Nous prendrons une décision qui sera assumée et qui sera claire
"J'ai été nommé ministre il y a 48 heures, je ne considère pas que l'on soit en mesure de prendre un choix clair sur Notre-Dame-des-Landes. Il y aura un médiateur qui va permettre de mettre l'ensemble des choses sur la table, et ensuite nous prendrons une décision qui sera assumée et qui sera claire".
Une loi sur la moralisation de la vie politique : "Je ne prétends pas à l'exemplarité"
Hautement symbolique, elle sera la première loi portée par Emmanuel Macron, avant même le renouvellement de l'Assemblée nationale en juin : une série de mesures pour davantage de transparence et de contrôle des activités des élus. "Je suis parfaitement conscient du fait que si l'on veut rétablir le lien de confiance qui est distendu entre les Français et les hommes politiques, et en vérité avec tous ceux qui occupent des responsabilités, il faut que l'on fasse mieux que ce que nous faisions auparavant", a déclaré Édouard Philippe, pourtant lui-même épinglé par la Haute Autorité pour la Transparence de la Vie publique pour ne pas avoir renseigné l'ensemble des demandes dans sa déclaration d'intérêt et de patrimoine en tant que député en 2014. "Je ne prétends pas à l'exemplarité", concède-t-il.

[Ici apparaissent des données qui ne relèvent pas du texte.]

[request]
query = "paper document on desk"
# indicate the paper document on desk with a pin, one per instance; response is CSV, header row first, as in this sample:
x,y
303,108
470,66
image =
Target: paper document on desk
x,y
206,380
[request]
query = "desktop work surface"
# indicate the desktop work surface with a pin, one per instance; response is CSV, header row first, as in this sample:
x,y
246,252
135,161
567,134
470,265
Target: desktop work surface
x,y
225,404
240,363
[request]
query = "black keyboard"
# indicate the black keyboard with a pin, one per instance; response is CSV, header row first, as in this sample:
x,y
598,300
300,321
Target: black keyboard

Il se trouve que l'impératif de transparence absolue ne m'a jamais enchanté
"À titre personnel, je n'aime pas beaucoup parler de ma vie privée, il se trouve que l'impératif de transparence absolue ne m'a jamais enchanté", avoue-t-il. "J'ai répondu à un certain nombre de questions lorsqu'elles étaient posées avec une forme de mauvaise humeur, elle n'est jamais bonne conseillère. Je crois que l'incident est clos puisque la Haute autorité a indiqué d'abord qu'elle avait désormais suffisamment d'éléments pour répondre aux questions qui étaient posées, et par ailleurs j'ai obtenu quitus de ladite Haute autorité pour les déclarations de patrimoine que j'ai faites ultérieurement", a assuré le Premier ministre.
Conduire la bataille des législatives… contre LR
Sa position à la tête du gouvernement l'amène à devoir prendre la tête de la campagne présidentielle pour les législatives, et donc à s'opposer aux candidats investis par sa famille politique d'origine. Une position qu'Édouard Philippe veut assumer : "Bien sûr, je participerai aux élections législatives, et bien sûr j'essayerai de donner aux président de la République la majorité dont il a besoin pour garantir une stabilité politique dans le pays et faire en sorte que nous puissions avancer".
Le Premier ministre est également revenu sur les rumeurs affirmant qu'Alain Juppé, qu'il a soutenu pendant la campagne de la primaire de la droite, mais aussi l'ancien maire du Havre Antoine Rufenacht, lui auraient déconseillé d'accepter Matignon. "Antoine Rufenacht m'a indiqué qu'il pensait que ce n'était pas une très bonne idée. Alain Juppé a été plus bienveillant", a-t-il confié.